Similar issues arise in the quantitative sciences: in general, measurement of physical constants produces only approximate equalities, up to experimental error, so we generally "prove" equality there only up to experimental error and therefore do not make general use of the law of the excluded middle
TreasonousBastard
(43,049 posts)I think Schrodinger's Cat was evidence that it's not so much a law as a decent principle of thought.

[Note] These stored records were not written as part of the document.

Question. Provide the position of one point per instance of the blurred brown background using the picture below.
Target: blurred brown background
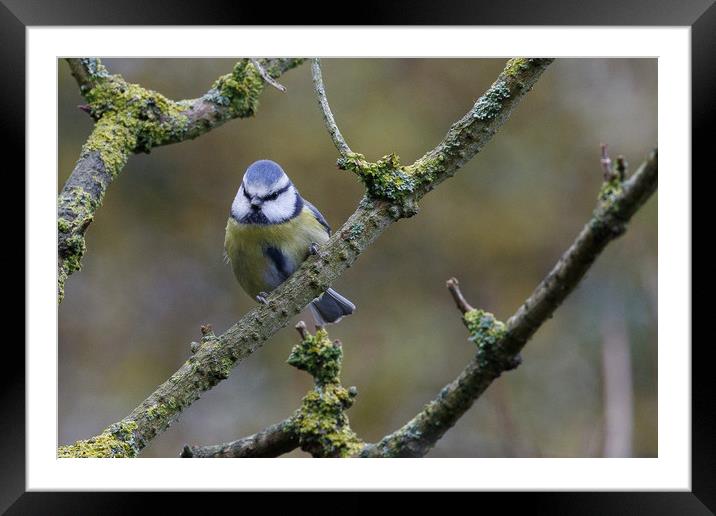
(153, 273)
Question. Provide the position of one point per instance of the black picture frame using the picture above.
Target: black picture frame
(700, 15)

And that cat is also evidence that the related Law of Noncontradiction (Nothing can both be and not be) is also not all that much of a law.
struggle4progress
(118,273 posts)The thinking is somewhat along these lines: we can assert "A" when we can prove it; and we can assert "A or B" when we can prove that we can prove either A or B. So we can assert "A or ~A" when we have some procedure that will ultimately either prove A or disprove it. Sometimes we might be able to assert "A or ~A" but generally we won't be able to do that
The issue is closely related to the law of double negation. The excluded middle and noncontradiction are pretty much the same thing, if one accepts double negation and deMorgan's laws, but the thinking that might lead one to reject excluded middle will also undermine deMorgan's laws and double negation
Noncontradiction, however, is not controversial in the way that the excluded middle can be. We need to think a bit more here about what negation means. Typically one has a list of statements one considers PROVED and another list of statements one considers ABSURD; and one wants these two lists be disjoint. One next grows the lists according to the following rules: any statement implied by an ACCEPTABLE statement can be added to the PROVED list; and any statement that implies an ABSURD statement can be added to the ABSURD list. We now allow ourselves to assert "~A" when A implies an ABSURD statement. What can we then say about "A and ~A"? From "A and ~A" we would know that A implies a statement on the ABSURD list, so we could put "A" on the ABSURD list; thus "A and ~A" implies a statement on the ABSURD list; and therefore "A and ~A" should also go on the ABSURD list, which shows we may assert "~(A and ~A)"
okasha
(11,573 posts)Roses and flowering trees blooming madly. Tomatoes setting fruit.
goldent
(1,582 posts)Here goes...
1. Don't know about the rock thing - sounds like a question for philosophers
2. I would guess that God always existed. Physicists used to think the universe had existed forever, which is a reasonable argument, and worked until the Big Bang ideas came along. I hear this question a lot but to me it is a trivial issue, sort of like asking if God is male or female.
3. I think there is one God who is interpreted in many ways in the various religions. I chose the "God" I was born into, much like I chose my language and nationality. By the way, there is some evidence in the form of the Bible. Obviously not proof, but it is important to consider that some people who were only a generation or so older than Christ decided to write about him.
Beautiful day today.
hrmjustin
(71,265 posts)goldent
(1,582 posts)I think you are asking whether "time" has any meaning when it comes to God. Well, I'd guess that physical dimensions have no meaning when it comes to God, so maybe the same could be said of time.
hrmjustin
(71,265 posts)Imagine.
I also sometimes think God might be winging it like us at times.